# Misting HOT brick house



## ptf18+6 (Dec 8, 2021)

In East Texas the temperatures are into the 100's...and no "relief in sight". Typical East Texas summer....

We have a light brown colored brick on the exterior of the house. By late afternoon the brick is "cooking" being that the Sun is beating down on the house.

We have a water well. Water temp is about 59*.

I'm "thinking" of hanging some "misters" along the roof soffit and running well water thru them. The misters would "gently" spray the brick.

Maybe use a timer so that the misting action would run from say.. from noon till 6 pm. Or until the Sun is not shining on the house.

Thoughts?


----------



## Boy_meets_lawn (Sep 27, 2020)

What are you trying to accomplish? Cooling the brick so it's not baking the grass or trying to cool your house? I don't think you will gain much in the form of evaporative cooling on the exterior brick veneer of your house.


----------



## 440mag (Jan 29, 2018)

I would think some form of awning would do more to reduce the heat radiating into the home.

That is, replace the sunlight with actual shade.

Short of an HOA or spouse complaining, I could see me rigging something up with tarps, just to get me through this season and buy me time to research and save up for a retractable awning system before next summer …

Whenever I see a house out in the open I always look to see if the forebearers had had the foresight to plant a wide spreading deciduous tree on the south and west side(s) and / or corner(s) of the home ,,, especially in farm country or rural areas.

I'm rarely disappointed!


----------



## mrigney (Jun 6, 2017)

Yeah, I don't think you'd get any sensible effect from misting the brick. You would, though, have a lot of vapor drive into the your wall cavity. Obviously if your brick/house is done right you should be fine drying out, but I don't know if I'd intentionally add vapor into the cavity between the brick and my wall.

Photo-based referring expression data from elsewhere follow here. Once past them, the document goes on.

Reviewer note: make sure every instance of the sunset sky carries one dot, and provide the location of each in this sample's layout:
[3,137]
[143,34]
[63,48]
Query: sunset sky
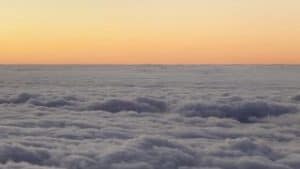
[149,31]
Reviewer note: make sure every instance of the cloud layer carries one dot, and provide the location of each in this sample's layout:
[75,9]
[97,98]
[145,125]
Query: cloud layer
[149,117]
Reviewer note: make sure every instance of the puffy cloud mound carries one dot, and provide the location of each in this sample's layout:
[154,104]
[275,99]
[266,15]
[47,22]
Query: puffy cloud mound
[137,105]
[148,152]
[245,111]
[18,99]
[18,153]
[292,160]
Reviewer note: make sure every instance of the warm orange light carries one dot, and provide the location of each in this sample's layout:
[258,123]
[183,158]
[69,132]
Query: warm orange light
[150,32]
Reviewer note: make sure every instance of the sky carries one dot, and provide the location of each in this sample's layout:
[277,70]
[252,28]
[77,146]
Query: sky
[150,32]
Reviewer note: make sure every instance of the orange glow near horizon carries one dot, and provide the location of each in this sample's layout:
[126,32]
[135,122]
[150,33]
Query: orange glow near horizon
[150,32]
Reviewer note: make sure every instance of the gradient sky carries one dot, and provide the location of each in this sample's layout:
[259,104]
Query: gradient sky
[149,31]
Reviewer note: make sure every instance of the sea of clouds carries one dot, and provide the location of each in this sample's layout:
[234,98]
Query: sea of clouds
[150,117]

@440mag The other thing you can do is design your eaves on your house right. Our house (rural, 17 acres) has the long axis oriented east/west, so we a large south facing surface. We intentionally have no vegetation to affect sunlight on that side of the house. Instead, our window sizes and eaves are designed so that in the winter, with a low sun angle, we got direct sunlight through the south facing windows for almost the entire day. As the sun angle increases moving into summer time, the eaves strategically shade the windows, so that for peak summer months (like right now), we get no direct sunlight through those windows, but get plenty of diffuse and reflected light.


----------



## Amoo316 (Jul 8, 2021)

440mag said:


> Whenever I see a house out in the open I always look to see if the forebearers had had the foresight to plant a wide spreading deciduous tree on the south and west side(s) and / or corner(s) of the home ,,, especially in farm country or rural areas.


This is the mindset of a lot of folks who don't live in a hurricane zone and tends to be why home damage is significantly greater when an area that isn't gets a random one.

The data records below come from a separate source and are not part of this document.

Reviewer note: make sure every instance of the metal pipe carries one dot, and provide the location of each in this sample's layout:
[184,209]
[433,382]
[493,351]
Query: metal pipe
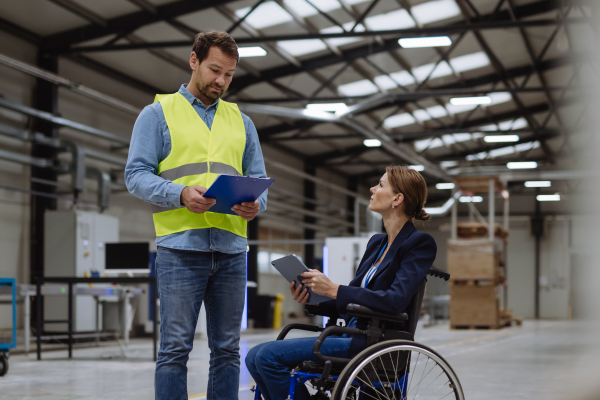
[62,121]
[73,86]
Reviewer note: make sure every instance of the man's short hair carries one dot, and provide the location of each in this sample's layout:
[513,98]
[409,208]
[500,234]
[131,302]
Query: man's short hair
[205,40]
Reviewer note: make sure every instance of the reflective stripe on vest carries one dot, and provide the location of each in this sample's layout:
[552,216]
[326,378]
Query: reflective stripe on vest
[198,156]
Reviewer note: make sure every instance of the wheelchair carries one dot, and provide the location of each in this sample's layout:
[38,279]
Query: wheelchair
[392,365]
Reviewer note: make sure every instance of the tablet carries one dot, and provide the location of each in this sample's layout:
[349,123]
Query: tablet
[291,267]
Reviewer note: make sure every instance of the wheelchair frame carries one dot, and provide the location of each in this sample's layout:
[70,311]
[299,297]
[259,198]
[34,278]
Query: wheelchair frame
[374,333]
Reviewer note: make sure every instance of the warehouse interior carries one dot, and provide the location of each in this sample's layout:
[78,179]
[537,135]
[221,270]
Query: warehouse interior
[499,119]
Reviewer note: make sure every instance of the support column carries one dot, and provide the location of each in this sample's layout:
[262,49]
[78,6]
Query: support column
[454,216]
[46,97]
[492,209]
[252,272]
[309,234]
[353,186]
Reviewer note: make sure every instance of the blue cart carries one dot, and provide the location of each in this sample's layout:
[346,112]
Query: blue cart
[8,286]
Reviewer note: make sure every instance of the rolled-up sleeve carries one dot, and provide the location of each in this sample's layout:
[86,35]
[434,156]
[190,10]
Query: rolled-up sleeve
[145,153]
[253,162]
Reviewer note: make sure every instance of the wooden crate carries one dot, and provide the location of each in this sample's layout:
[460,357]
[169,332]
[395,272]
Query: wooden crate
[474,306]
[474,259]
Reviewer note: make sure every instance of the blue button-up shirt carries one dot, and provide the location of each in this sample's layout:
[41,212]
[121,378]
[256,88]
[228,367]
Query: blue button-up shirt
[151,143]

Short story, back in 2002 when I was in the Navy and bought a house in Chesapeake, VA there were 9 mature (50+) year old pines. One of the first things I did was have them taken down. We had a hurricane hit the area a year or so later, I didn't have a pine tree in my house like a lot of the neighborhood houses.

Trees blocking the sun and providing shade are great until they're not. Again it depends on your considerations. Being from Florida I saw them as a hurricane risk.


----------



## Phids (Sep 24, 2020)

Amoo316 said:


> Trees blocking the sun and providing shade are great until they're not. Again it depends on your considerations. Being from Florida I saw them as a hurricane risk.


Are you arguing for no trees near houses anywhere in the world? If it's not a hurricane, it could be a tornado....but trees near houses are like butter on bread.


----------



## Amoo316 (Jul 8, 2021)

Phids said:


> Amoo316 said:
> 
> 
> > Trees blocking the sun and providing shade are great until they're not. Again it depends on your considerations. Being from Florida I saw them as a hurricane risk.
> ...


There are "tornado alleys" just like their are hurricane zones. I'm simply suggesting there are sound reasons NOT to have trees within falling distance of houses.


----------